Grade 3 or 4 hematologic toxicity was noted in 4% of the patients on the low-dose arm, 17% of patients on the moderate-dose arm, and 66% of patients on the high-dose arm. Two toxic deaths were noted, one on the low-dose arm and one on the high-dose arm. Overall survival and disease-free survival were similar on the moderate- and high-dose arms, and both were superior to those on the low-dose arm (P = 0.0034 for survival, P < 0.001 for disease-free survival). Overall, five-year survival on the three arms was 72% for low-dose, 77% for moderate-dose, and 78% for high-dose. Disease-free survival at five years was 56% for low-dose, 61% for moderate-dose, and 66% for high-dose. Those patients who relapsed had a median survival of 22 months regardless of which arm of adjuvant therapy they received. Patients with four or more positive nodes had a greater reduction in relapse on the high- and moderate-dose arms than did patients with 1-3 positive nodes, but both groups benefited from treatment. The benefit was mainly observed in the first five years after diagnosis. After five years, the relapse rates appear similar in all three arms of the study.

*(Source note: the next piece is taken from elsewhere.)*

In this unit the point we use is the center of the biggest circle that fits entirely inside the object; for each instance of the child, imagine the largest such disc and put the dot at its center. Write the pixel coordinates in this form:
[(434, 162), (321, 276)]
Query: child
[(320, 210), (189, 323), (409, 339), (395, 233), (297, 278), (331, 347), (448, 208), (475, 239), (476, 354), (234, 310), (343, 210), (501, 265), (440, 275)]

In multivariate analysis, in addition to known prognostic factors such as the number of positive nodes, tumor size, menopausal status, and estrogen receptor status, the chemotherapy dose was a significant prognostic factor.

COMMENTARY

The major benefits of adjuvant therapy are related to a reduction in the recurrence rate within the first five years after diagnosis. After five years, recurrence rates are significantly lower and are roughly comparable for the various risk groups. In other words, if one can get a patient with high-risk disease through the first five years without relapsing, her subsequent relapse risk is comparable to women who had a low risk of recurrence at diagnosis.

Furthermore, it appears that the total dose and/or the dose-intensity of the adjuvant therapy matters. Given that the moderate- and high-dose arms on this study were similar in tumor-related outcomes and the moderate-dose arm was less toxic, it would appear that the moderate-dose arm would get the nod as the best arm. As adjuvant regimens are altered to include new more active agents, such as paclitaxel, it is clear that questions related to total dose will need to be revisited. However, low-dose therapy is not as effective and should be avoided.

References

    1. Castiglione-Gertsch M, et al. Ann Oncol 1994;5: 717-724.

    2. Dimitrov N, et al. Proc Am Soc Clin Oncol 1994;13: A58.